Well, not so fast, maybe.
I think we all agree on the fact that the cloud will drastically change the IT landscape as we currently know it. But we are living in the downturn of 2009 and companies want to see quick, proven results with a solid business case. We are definitely getting there with the cloud. But we need more experience. And better scenario’s for migration, integration and security. And we desperately need interoperability between cloud solutions. The fact that we now have a first Open Cloud Manifesto does not solve that issue. Actually, it illustrates that we have a long way to go. To be quite honest, the manifesto is a nice, politically correct document that nobody can really oppose to. But it is very low on substance. And some of the most influential - or aspiring – cloud players (think Microsoft, Google, Amazon) did not sign the manifesto; neither did the Cloud Computing Interoperability Forum.

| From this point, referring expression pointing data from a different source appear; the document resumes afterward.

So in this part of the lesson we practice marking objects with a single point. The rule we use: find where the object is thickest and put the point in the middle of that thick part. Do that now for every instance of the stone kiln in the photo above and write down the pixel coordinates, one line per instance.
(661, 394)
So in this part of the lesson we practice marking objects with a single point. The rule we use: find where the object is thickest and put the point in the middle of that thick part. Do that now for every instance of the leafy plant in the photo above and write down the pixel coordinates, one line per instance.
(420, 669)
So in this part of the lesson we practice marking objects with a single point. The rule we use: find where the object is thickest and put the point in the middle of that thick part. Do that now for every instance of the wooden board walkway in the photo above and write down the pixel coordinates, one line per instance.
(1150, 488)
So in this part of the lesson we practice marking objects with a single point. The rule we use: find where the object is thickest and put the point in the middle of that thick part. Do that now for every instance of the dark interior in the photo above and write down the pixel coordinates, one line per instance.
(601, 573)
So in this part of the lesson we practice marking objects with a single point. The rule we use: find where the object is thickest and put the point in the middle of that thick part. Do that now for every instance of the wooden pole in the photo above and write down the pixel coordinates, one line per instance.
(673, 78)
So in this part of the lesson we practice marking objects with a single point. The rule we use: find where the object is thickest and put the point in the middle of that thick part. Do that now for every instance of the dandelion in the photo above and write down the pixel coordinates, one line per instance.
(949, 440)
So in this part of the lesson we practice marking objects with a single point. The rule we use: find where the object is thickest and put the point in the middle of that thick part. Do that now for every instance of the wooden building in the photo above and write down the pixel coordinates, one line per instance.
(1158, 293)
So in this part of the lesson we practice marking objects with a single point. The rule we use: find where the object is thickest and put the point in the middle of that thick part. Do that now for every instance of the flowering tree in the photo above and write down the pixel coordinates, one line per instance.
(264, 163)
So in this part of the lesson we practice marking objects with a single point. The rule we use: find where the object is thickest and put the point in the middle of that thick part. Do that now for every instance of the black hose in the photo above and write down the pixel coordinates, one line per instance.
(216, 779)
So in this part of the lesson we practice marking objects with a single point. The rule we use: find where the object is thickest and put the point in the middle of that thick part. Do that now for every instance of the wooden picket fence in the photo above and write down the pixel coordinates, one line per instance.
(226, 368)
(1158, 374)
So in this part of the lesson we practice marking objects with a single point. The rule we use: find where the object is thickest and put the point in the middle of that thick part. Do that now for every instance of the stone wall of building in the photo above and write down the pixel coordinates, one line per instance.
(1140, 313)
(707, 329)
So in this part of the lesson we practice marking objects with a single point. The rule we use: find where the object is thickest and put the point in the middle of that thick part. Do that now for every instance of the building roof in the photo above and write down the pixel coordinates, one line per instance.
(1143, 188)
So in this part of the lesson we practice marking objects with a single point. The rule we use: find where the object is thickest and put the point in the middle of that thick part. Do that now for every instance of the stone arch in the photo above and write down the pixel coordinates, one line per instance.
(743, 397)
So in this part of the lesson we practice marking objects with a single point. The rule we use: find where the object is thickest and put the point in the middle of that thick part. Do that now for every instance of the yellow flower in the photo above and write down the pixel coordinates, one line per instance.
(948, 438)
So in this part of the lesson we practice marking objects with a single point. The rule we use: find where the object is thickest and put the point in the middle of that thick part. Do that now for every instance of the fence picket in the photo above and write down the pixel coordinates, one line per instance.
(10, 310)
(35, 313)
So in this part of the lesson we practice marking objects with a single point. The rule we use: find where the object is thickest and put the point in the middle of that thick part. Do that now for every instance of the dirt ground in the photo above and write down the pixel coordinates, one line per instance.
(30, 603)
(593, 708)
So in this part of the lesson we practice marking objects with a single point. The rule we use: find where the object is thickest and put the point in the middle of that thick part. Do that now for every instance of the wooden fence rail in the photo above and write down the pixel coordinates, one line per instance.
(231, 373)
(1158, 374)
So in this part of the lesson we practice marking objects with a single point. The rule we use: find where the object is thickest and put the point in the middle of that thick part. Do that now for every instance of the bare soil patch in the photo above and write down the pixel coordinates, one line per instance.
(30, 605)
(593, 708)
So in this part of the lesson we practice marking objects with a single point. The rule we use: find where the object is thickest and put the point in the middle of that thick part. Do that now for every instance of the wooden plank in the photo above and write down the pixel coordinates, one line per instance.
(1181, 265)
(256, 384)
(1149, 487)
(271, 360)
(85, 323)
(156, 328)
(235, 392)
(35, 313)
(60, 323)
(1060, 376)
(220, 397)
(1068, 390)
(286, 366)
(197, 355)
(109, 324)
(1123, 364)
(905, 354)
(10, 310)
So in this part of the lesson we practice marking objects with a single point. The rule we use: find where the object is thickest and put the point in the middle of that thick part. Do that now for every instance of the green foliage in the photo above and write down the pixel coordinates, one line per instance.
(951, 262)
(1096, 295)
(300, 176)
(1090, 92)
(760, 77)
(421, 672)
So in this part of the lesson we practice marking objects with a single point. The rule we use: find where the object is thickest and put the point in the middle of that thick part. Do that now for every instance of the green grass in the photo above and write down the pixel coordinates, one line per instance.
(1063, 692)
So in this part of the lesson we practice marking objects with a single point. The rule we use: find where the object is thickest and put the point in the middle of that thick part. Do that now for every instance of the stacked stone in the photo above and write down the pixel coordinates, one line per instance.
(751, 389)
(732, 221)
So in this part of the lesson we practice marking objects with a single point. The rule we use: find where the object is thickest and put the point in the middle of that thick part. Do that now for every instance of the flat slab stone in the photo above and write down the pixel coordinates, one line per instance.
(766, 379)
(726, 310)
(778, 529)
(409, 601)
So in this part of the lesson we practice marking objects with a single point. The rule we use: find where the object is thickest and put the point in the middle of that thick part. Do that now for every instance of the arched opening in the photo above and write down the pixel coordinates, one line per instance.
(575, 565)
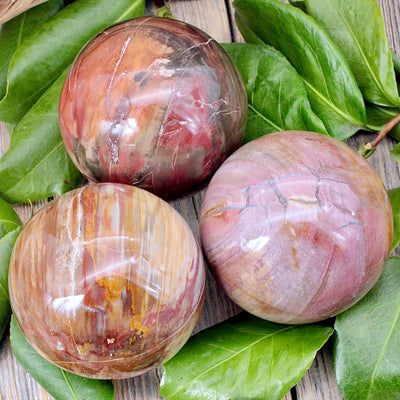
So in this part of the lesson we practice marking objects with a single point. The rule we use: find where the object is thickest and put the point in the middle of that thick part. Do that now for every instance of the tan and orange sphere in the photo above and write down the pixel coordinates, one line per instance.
(107, 281)
(152, 102)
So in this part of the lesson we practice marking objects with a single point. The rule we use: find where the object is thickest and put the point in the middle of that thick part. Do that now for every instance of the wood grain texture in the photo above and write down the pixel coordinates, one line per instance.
(215, 17)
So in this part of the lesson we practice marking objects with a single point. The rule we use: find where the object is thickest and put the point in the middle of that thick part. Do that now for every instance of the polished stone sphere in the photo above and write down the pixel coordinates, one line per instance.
(152, 102)
(296, 226)
(107, 281)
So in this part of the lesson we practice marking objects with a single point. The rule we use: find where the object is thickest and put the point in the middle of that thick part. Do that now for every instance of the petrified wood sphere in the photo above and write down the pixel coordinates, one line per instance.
(155, 103)
(296, 226)
(107, 281)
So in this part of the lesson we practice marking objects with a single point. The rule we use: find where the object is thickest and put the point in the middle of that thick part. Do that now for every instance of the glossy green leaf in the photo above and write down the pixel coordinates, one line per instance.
(299, 4)
(9, 230)
(45, 54)
(37, 164)
(61, 384)
(378, 117)
(6, 246)
(15, 30)
(396, 62)
(367, 342)
(242, 358)
(277, 97)
(332, 88)
(357, 27)
(394, 195)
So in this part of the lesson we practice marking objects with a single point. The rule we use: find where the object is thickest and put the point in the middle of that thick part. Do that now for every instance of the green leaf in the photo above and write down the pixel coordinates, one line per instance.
(367, 342)
(394, 195)
(45, 54)
(277, 97)
(243, 358)
(396, 62)
(37, 165)
(332, 88)
(299, 4)
(62, 385)
(357, 27)
(15, 30)
(378, 117)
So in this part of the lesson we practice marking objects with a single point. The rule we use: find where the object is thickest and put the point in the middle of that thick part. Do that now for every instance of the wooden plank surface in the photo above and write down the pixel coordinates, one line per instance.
(214, 17)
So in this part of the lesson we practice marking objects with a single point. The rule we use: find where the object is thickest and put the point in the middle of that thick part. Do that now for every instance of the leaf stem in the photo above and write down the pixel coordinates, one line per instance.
(369, 148)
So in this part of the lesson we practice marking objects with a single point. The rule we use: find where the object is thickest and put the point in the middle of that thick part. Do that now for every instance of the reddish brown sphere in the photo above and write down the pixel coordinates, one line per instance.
(107, 281)
(296, 226)
(152, 102)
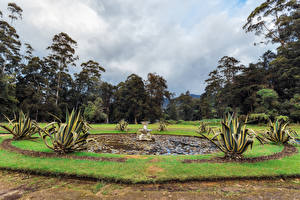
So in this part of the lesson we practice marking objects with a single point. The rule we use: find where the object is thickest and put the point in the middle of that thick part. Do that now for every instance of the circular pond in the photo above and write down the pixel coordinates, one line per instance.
(161, 145)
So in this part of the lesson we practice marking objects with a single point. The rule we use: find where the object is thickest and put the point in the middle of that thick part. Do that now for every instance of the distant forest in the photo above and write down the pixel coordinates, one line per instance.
(43, 86)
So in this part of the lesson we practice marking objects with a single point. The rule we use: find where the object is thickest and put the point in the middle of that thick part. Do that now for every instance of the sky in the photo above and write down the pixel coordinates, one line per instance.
(179, 40)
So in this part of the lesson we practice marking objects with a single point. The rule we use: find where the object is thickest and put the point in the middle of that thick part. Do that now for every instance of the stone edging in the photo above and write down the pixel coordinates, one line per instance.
(6, 144)
(288, 150)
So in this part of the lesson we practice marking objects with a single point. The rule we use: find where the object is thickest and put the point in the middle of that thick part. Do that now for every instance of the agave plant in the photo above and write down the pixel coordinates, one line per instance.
(162, 126)
(204, 128)
(122, 125)
(234, 138)
(21, 127)
(279, 133)
(66, 137)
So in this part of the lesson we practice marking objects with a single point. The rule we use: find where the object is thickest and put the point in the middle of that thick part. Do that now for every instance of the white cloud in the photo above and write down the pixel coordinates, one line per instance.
(180, 40)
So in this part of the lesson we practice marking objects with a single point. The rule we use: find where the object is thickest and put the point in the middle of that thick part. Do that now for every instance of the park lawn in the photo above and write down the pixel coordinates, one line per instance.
(147, 169)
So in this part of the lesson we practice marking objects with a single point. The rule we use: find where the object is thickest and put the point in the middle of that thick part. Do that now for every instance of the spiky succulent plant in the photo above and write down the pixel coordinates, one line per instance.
(21, 127)
(162, 126)
(233, 138)
(279, 133)
(122, 125)
(66, 137)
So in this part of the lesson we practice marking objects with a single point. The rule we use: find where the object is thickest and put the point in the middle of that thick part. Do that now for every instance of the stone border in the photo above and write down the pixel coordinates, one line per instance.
(6, 145)
(288, 150)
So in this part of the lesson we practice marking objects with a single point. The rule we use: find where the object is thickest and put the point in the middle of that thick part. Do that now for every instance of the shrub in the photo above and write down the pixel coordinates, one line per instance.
(279, 133)
(204, 128)
(122, 125)
(282, 118)
(66, 137)
(260, 117)
(162, 126)
(22, 127)
(233, 138)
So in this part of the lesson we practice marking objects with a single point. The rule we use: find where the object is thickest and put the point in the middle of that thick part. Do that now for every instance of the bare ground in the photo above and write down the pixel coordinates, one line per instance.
(23, 186)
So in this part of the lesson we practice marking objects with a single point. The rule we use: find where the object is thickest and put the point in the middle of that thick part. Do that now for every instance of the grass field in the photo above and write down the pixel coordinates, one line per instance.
(151, 168)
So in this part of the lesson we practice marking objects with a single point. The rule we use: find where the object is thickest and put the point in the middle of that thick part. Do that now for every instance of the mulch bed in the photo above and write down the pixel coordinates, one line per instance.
(6, 144)
(288, 150)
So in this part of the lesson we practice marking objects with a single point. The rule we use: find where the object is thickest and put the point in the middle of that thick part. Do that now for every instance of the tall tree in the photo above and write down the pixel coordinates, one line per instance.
(15, 11)
(88, 81)
(62, 56)
(107, 92)
(268, 18)
(130, 99)
(156, 87)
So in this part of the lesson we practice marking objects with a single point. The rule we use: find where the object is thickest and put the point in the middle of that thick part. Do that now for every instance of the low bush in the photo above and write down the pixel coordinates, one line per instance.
(233, 138)
(279, 132)
(22, 126)
(122, 125)
(66, 137)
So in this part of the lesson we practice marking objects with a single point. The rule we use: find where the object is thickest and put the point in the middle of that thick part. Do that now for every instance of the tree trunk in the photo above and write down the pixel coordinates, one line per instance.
(57, 91)
(135, 120)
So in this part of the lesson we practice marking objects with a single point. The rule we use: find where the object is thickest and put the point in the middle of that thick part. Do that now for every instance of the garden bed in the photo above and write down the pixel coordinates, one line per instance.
(149, 168)
(160, 145)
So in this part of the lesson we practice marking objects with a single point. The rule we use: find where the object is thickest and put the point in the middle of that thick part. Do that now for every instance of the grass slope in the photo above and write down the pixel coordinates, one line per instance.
(139, 169)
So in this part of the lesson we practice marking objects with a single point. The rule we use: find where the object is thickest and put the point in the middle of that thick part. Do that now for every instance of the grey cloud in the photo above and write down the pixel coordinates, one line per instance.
(180, 40)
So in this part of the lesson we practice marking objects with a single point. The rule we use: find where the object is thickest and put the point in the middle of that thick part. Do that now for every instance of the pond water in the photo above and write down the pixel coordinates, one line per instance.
(161, 145)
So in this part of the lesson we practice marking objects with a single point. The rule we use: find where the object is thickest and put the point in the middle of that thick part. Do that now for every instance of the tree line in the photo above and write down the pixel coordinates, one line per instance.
(266, 89)
(43, 86)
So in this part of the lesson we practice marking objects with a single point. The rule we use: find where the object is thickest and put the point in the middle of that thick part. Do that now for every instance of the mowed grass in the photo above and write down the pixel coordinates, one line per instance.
(146, 169)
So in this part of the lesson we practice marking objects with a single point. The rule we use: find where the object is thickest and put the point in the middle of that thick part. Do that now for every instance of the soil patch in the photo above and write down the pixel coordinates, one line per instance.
(6, 144)
(161, 145)
(153, 170)
(288, 150)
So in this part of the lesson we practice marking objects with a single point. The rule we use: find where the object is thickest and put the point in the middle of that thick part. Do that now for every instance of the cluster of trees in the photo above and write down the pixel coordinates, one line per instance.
(268, 88)
(44, 86)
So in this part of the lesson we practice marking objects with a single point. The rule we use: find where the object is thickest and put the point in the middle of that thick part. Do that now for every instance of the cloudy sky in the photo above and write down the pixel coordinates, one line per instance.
(182, 40)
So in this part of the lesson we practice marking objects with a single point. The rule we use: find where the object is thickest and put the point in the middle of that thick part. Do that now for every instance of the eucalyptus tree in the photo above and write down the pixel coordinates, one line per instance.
(156, 87)
(10, 58)
(88, 81)
(15, 11)
(107, 92)
(130, 100)
(62, 56)
(269, 19)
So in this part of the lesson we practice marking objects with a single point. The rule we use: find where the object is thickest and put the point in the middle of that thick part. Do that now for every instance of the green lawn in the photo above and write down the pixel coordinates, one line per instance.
(139, 169)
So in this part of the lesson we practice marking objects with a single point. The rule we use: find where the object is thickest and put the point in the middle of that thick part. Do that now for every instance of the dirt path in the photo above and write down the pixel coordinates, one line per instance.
(22, 186)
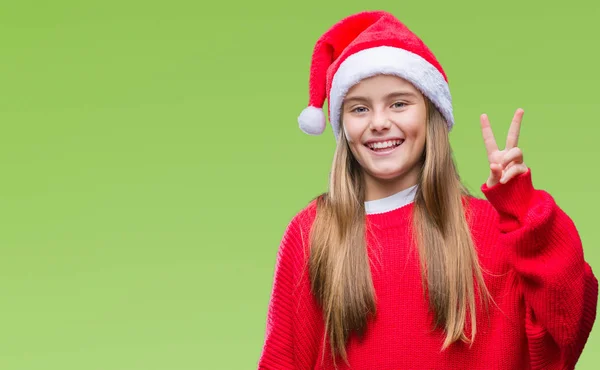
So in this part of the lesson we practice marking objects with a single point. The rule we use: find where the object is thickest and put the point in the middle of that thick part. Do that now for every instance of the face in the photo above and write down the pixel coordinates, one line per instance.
(384, 120)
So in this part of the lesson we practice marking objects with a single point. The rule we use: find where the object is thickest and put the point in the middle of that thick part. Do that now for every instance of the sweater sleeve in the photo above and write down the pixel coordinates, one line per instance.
(558, 286)
(278, 347)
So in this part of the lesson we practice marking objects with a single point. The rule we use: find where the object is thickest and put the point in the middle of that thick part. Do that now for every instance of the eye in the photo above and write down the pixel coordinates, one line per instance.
(358, 110)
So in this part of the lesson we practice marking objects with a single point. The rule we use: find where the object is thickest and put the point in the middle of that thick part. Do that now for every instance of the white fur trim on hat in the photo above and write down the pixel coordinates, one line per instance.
(312, 120)
(393, 61)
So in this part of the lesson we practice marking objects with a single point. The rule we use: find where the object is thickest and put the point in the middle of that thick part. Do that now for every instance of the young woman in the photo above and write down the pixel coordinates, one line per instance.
(397, 266)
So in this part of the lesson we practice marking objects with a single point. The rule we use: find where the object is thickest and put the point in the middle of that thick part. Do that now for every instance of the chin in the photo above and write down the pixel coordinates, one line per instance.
(386, 175)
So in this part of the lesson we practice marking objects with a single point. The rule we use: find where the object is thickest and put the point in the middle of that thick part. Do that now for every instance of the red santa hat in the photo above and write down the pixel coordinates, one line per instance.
(364, 45)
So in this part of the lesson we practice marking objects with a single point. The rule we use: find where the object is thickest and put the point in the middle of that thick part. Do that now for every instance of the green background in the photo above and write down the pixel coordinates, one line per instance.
(151, 159)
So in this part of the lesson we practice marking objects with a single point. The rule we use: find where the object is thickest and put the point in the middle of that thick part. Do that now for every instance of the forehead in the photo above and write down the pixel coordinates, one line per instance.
(381, 84)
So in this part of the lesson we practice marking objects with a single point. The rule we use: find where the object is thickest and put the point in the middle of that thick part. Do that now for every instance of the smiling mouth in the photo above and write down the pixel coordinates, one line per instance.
(384, 146)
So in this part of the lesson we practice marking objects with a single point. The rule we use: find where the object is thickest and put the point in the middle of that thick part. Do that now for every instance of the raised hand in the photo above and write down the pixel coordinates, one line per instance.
(507, 163)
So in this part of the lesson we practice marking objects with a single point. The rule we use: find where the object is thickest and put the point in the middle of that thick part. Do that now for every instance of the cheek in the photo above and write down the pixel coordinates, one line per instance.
(352, 132)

So quite some air around the cloud so far.
I would say Intel’s new processor series are definitely a better way to achieve quick, tangible results. We tested the new processor at an early stage ourselves on some typical server workloads and found very impressive performance improvements (300% and more, even on non-optimised applications) combined with an even more relevant drop in power consumption (35% and more). Add up the enhanced support for virtualisation, and you can do the math yourself.
So maybe Apples from Venus are not so bad after all. And to all you manifesto fans: Venus is the most cloudy planet in the solar system. There is always hope.